Alternate Orientations

Try row-major then column-major fills. Explaining the choice is interview gold and parallels the AI prep primer.

Add Minimum-Cost Variants

Replace sums with min(top, left) + cost[i][j]. The seeding logic is identical, reinforcing that base cases transcend problem flavor.

Invite Light Guidance

Tools like LeetCopilot can highlight when your seeds ignore an early obstacle, nudging you before you waste time on wrong recurrences.

Common Mistakes to Avoid

Forgetting the Starting Cell Can Be Blocked

Always check grid[0][0]; returning 0 early avoids incorrect tables.

Continuing Ones After an Obstacle

Once you hit a block in the first row/column, all cells beyond stay 0.

Mixing Indices

Be consistent with dp[i][j] meaning row i, column j. Mismatched indices cause diagonal-like errors.

Leaving Default Ones

If you initialize dp with ones, obstacles won't zero correctly. Start with zeros and seed intentionally.

FAQ

How do I know my base cases are right?

Check the first row/column after seeding; they should reflect obstacles accurately before filling the rest.

What should I practice before grid DP?

Get comfortable with 2D arrays and simpler 1D DP like climbing stairs.

Is grid DP important for interviews?

Yes—it's common for paths, costs, and counting questions, and base-case clarity is often probed.

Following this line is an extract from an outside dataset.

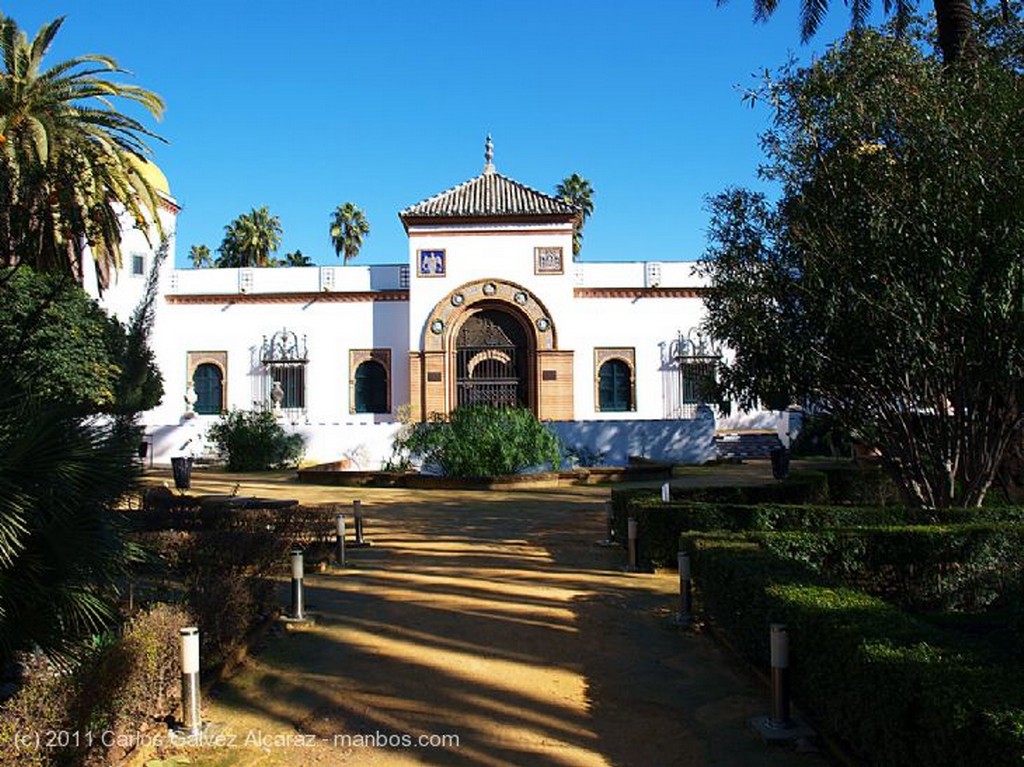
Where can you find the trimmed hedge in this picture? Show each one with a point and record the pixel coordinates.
(960, 567)
(895, 689)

Can I switch to 1D rolling arrays?

Yes, but only after your base cases are correct; the first row/column logic still applies.

Conclusion

Nailing DP base cases on grids prevents cascading errors and shows interviewers you think from first principles. Seed the start carefully, zero after obstacles, and your recurrences will finally produce the answers you expect.